Die beiden Autoren des Buches – Frank Lasogga und Eva Münker-Kramer – sind seit vielen Jahren sowohl in der Forschung wie auch in der Praxis der Psychosozialen Notfallversorgung in Deutschland und Österreich tätig. Es liegt ihnen daran, in diesem Buch Gemeinsamkeiten von Notfallseelsorge und Kriseninterventionsteams aufzuzeigen. Die Autoren bemängeln (m. A. zu Recht), dass „bisher sowohl ein Gesamtkonzept der psychosoziale Notfall Hilfe als auch eine einerseits pragmatische und andererseits wissenschaftlich fundierte Beschreibung“ (1) der Tätigkeit(en) fehle – hier wollen die Autoren „Lücken schließen“ (1).

Aufbau …

Das Inhaltsverzeichnis bietet insgesamt 12 Kapitel: Nach einer Einführung (Kapitel 1; 8f.) werden im zweiten Kapitel „Begriffe“ und Situationen (10-19) definiert und es wird auf „Betroffene Personengruppen“ (17-19) eingegangen. Das Kapitel 3 nimmt allgemein die „Psychische Situation von Notfallopfern“ (20-59) in den Blick. Diese wird im Kapitel 4 („Das Versorgungsdreieck“, 60-80) durch Erläuterungen zu Indikationen und Stufen der Psychosozialen Notfallversorgung spezifiziert. Der konkrete Umgang mit Notfallopfern wird in Kapitel 5 (81-135) dargelegt. Im Kapitel 6 (136-178) widmen sich die Autoren „Speziellen Gruppen und Situationen“ einer Psychosozialen Notfallhilfe. In Kapitel 7 (179-225) geht es um „Die Helfer“ und deren Ausbildung. Das Kapitel 8 (226-235) bietet „Diskussion und Ausblick“ zu wichtigen offenen Fragen im Feld.
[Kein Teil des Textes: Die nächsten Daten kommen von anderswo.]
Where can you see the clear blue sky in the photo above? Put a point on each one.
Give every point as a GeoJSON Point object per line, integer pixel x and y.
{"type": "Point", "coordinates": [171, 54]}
Kapitel 9, der Anhang (236-240), bietet neben Distanzierungs- und Entspannungstechniken auch ein „Beispiel für einen Einsatzbericht“. Eine Literaturliste (Kapitel 10, 241-249), ein ausführliches Register (Kapitel 11, 250-257) sowie Angaben zu den Autoren (Kapitel 12, 258) sind angefügt.

… und Inhalt

Der schmale Band bietet sozusagen die Fortsetzung des Bandes, der die „Psychische Erste Hilfe bei Unfällen“ (Lasogga, Frank, Gasch, Bernd (2002) Psychische Erste Hilfe bei Unfällen, 3. überarb. u. erw. Aufl. Edewecht: Stumpf & Kossendey) zum Thema hatte, welche sich inzwischen im deutschsprachigen Raum durchgesetzt hat. Die bereits damals dargestellten methodischen Grundlagen, Regeln und Hinweise werden für diejenigen Betroffenen, die eine „’Psychische Zweite Hilfe’ durch Notfallseelsorger und Kriseninterventionsteams“ (Untertitel) benötigen, weitergehend erläutert. Insgesamt lässt sich festhalten, dass der praxisbezogene Leitfaden, dem immer wieder eigene Beispiele sowie hilfreiche Abbildungen zur Veranschaulichung beigefügt werden, so etwas wie eine knappe Zusammenschau des Themas Psychosoziale Notfallhilfe bietet.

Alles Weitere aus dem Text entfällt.